Doubt in circuit

Discussion in 'General Electronics Chat' started by dennis.roshan, Aug 3, 2011.

  1. dennis.roshan

    Thread Starter New Member

    Aug 3, 2011
    bq 2002 IC and party analyzed circuit

    BQ2002 IC decides wheather charging current flows from the DC source to the battery or not.

    pin 4 is GND and pin 6 is Vcc. for the ic to work pin 6 is given to 6V and pin 4 to GND

    Input pins
    Vbat(pin 3) is monitored if this voltgae exceeds 2V then bq2002 stops the charging current. (i.e. max voltage in battery per cell. )
    Vtemp(pin 5) : the battery temp is measured via thermistor. this has a negative temp cofficient, so if temperature increases voltage decreases. if this voltage drops below 1.5v(excessive heating of battery has occurred) then bq2002 stops the charging current.
    INH (pin7): this is an input pin, if this goes high then charging is stopped. if this is low then charging is continued. (bassically works like an intterupt).

    if the charging is stopped by meeting any of the parameters then powers has to be restarted for the charging to continue.

    Output pins
    if BQ2002 decides to allow the charging current then the output pin8 CC goes to high impedance state(5.9V).
    if BQ2002 decides to not allow the charging current then the output pin8 CC goes low (0V)
    Ignore LED pin
    TM decides the charging rate (C) in our case TM is connected to Vcc/2 to achieve C/4 charging current.
    In the C/4 charge rate, if the charge time exceeds 320 min or 5hrs and 20 min bq2002 terminates the charging current.
    in our case as seen in the schematic TM (pin1) is attached in between 24Kohm resistance between 6v and GND. so if the charging time exceeds 5hr and 20min the charging current is stopped.

    U14B is a comparator circuit. battery temp voltage is connected to pin 5(+ve terminal) if U14B, 2V is given to -ve terminal. this generates a low on pin 7 of U14B which is connected to INH pin. If a non rechargable is connected here then INH will go high, else it will be low.

    D11,R73, R74, R75 is used to generate 5.5V which is given to pin 3 of U14A.

    we know that CC (Pin 8) - if high impedance(5.9V) to allow charging current - if low stop charging current.

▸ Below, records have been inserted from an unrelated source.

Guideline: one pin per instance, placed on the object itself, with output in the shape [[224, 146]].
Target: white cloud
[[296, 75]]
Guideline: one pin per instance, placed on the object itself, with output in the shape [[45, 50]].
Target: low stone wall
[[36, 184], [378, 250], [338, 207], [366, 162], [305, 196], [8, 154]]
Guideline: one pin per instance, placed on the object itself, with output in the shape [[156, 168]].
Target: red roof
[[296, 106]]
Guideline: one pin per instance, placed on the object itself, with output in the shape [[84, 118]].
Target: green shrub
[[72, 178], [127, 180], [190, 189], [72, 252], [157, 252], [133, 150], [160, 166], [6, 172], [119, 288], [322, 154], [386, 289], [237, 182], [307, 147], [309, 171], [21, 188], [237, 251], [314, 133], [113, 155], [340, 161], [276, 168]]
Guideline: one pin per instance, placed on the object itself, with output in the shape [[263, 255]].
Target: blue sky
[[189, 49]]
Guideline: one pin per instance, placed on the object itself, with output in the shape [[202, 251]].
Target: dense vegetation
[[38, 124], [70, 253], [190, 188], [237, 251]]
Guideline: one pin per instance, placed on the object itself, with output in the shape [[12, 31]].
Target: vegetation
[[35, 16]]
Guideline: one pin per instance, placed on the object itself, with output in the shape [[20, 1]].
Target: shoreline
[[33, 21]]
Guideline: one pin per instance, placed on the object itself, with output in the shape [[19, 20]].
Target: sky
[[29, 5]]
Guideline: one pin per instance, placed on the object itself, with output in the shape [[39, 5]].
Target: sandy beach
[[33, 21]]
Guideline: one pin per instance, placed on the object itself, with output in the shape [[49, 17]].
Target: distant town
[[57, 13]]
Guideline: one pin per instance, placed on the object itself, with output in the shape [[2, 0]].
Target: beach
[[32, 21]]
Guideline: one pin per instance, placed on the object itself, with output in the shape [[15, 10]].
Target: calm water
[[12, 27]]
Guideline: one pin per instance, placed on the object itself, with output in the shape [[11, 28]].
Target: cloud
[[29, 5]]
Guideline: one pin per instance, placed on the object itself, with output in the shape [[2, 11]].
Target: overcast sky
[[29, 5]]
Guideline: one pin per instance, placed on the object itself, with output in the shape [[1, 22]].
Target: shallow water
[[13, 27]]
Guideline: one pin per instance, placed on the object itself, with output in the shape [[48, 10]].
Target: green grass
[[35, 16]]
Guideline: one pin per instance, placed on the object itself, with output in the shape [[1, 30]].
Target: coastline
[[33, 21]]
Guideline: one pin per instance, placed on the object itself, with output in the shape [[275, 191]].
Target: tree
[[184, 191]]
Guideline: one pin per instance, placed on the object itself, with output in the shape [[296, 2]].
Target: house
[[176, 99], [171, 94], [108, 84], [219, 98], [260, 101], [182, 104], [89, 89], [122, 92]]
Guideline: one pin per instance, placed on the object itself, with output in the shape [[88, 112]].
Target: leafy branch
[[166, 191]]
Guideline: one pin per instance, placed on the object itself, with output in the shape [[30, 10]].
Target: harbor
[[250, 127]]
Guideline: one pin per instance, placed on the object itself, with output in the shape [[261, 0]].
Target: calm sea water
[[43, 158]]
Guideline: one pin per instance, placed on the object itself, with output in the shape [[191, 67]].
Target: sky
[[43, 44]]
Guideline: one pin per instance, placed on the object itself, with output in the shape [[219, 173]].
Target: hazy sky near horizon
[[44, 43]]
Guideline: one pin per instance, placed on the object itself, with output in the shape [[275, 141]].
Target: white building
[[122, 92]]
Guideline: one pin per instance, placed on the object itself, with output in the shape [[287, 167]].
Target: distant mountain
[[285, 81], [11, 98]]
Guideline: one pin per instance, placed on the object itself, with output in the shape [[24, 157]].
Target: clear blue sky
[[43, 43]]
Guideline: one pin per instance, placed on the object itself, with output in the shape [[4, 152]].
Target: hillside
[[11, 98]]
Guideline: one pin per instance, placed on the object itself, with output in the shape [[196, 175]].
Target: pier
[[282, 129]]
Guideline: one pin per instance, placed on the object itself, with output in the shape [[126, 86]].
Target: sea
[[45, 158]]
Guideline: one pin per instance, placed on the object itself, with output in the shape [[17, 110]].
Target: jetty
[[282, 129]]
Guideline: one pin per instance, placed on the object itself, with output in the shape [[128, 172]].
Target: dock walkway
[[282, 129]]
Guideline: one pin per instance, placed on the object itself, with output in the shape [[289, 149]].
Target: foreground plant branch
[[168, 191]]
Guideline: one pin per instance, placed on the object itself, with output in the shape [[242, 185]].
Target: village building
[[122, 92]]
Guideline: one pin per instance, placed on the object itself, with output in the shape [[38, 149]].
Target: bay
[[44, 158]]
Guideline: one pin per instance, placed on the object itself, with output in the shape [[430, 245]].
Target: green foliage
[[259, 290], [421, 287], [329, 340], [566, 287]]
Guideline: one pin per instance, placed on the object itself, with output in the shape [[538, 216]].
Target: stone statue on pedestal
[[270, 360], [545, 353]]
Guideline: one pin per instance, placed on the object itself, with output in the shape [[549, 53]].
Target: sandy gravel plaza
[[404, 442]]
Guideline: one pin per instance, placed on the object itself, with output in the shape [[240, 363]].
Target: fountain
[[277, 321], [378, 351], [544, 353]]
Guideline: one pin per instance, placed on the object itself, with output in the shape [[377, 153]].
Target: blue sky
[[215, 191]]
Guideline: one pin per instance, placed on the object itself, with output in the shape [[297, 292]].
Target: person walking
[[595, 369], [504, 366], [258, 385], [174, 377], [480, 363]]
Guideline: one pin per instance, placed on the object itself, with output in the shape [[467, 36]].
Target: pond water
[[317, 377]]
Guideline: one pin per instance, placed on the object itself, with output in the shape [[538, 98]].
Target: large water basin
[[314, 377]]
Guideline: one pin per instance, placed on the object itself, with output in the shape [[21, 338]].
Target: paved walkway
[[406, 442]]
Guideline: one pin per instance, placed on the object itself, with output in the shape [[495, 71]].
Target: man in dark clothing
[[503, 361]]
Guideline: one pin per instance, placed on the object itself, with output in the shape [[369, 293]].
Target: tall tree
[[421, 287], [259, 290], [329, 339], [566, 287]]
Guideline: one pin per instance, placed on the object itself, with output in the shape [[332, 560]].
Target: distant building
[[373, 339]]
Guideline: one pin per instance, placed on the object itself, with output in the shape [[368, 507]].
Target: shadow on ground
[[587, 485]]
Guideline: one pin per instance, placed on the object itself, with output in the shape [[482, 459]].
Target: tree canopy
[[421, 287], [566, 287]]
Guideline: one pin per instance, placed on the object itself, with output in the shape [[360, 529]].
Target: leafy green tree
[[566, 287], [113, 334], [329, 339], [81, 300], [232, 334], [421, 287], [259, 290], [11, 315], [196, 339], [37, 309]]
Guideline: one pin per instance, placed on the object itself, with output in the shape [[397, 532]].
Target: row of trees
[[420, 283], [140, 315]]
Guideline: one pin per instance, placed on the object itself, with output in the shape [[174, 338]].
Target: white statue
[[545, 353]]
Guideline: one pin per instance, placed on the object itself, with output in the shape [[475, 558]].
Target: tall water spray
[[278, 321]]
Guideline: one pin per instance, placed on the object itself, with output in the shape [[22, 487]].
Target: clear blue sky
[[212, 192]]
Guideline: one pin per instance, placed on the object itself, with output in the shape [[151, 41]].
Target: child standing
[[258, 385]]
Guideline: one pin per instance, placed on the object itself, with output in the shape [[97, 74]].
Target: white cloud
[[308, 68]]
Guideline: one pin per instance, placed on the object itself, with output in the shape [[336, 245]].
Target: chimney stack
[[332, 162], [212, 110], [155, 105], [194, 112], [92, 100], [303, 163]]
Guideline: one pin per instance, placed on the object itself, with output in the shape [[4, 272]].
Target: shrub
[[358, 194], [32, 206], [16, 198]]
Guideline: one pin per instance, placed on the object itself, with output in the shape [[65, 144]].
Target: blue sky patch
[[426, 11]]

    U14A is a comparator. it compares cc(Pin8) with 5.5V. if CC is high impedance then the output on pin 1 of U14A goes low which turns on the pnp power transistor which allows the charging current flow from the dc source to the battery. if CC is low then the output on pin 1 of U14A goes high which makes the pnp power transistor off which stops the charging current flow from the dc source to the battery.
    U14A also works as an opamp as a current source. follow the link and compare with U14A circuit
    current = (+6V - Vref)/1ohm = .5A or 500 mA
    Vref = 5.5V which is labeled as 0.5V(pin 3 of U14A) which means Vref is 0.5V below the +6V

    this is the rought idea, the link below is the data sheet for BQ2002 it tells u what I summarized above

    I have attacthed pdf shematic & in the jpg file I have marked the part of the circuit to be analysed

    I have connected a ammeter(multimeter in current mode) to measure to current in the circuit
    Ammeter is connected between +6V & Vbat
    according to the design 500mA current shd flow thru and the ammeter shd read 500mA
    but this is not happening
    Can anyone please explain this?

  2. SgtWookie


    Jul 17, 2007
    Your 5.5v reference design is poor, as it's dependent upon the stability of the 6v source. The reference voltage will drift with the 6v supply.

    One of the big problems is R64 being 15k. Q3 might have a minimum hFE of 100, but the most current you'll get through the base is (6v-0.62)/15k - 358.7uA, which means ~35.8mA. Granted, it might be higher than that, but it won't likely be above 600 @ 25°C - and in an ideal world, that would be about 200mA.

    You have a bunch of voltage dividers for reference voltages, and they're all tied to 6v. Where that 6v is coming from is not clear; just that it's not in the schematic. Meanwhile, there are a number of other things being powered by the same 6v, and they are really noisy items like switching regulators.

    You don't have enough bypass capacitors in your circuit.

    You say that the current should be 500mA, but it is "not happening" - do you not get ANY current?

    Without looking at the circuit in too much detail because I've already found several problems, I think you need to take a hard look at it yourself, and give us some more data about where you have taken readings.

    Document the voltages on the schematic itself, and please use .PNG format, as it is compact and not "lossy" as .jpg files are.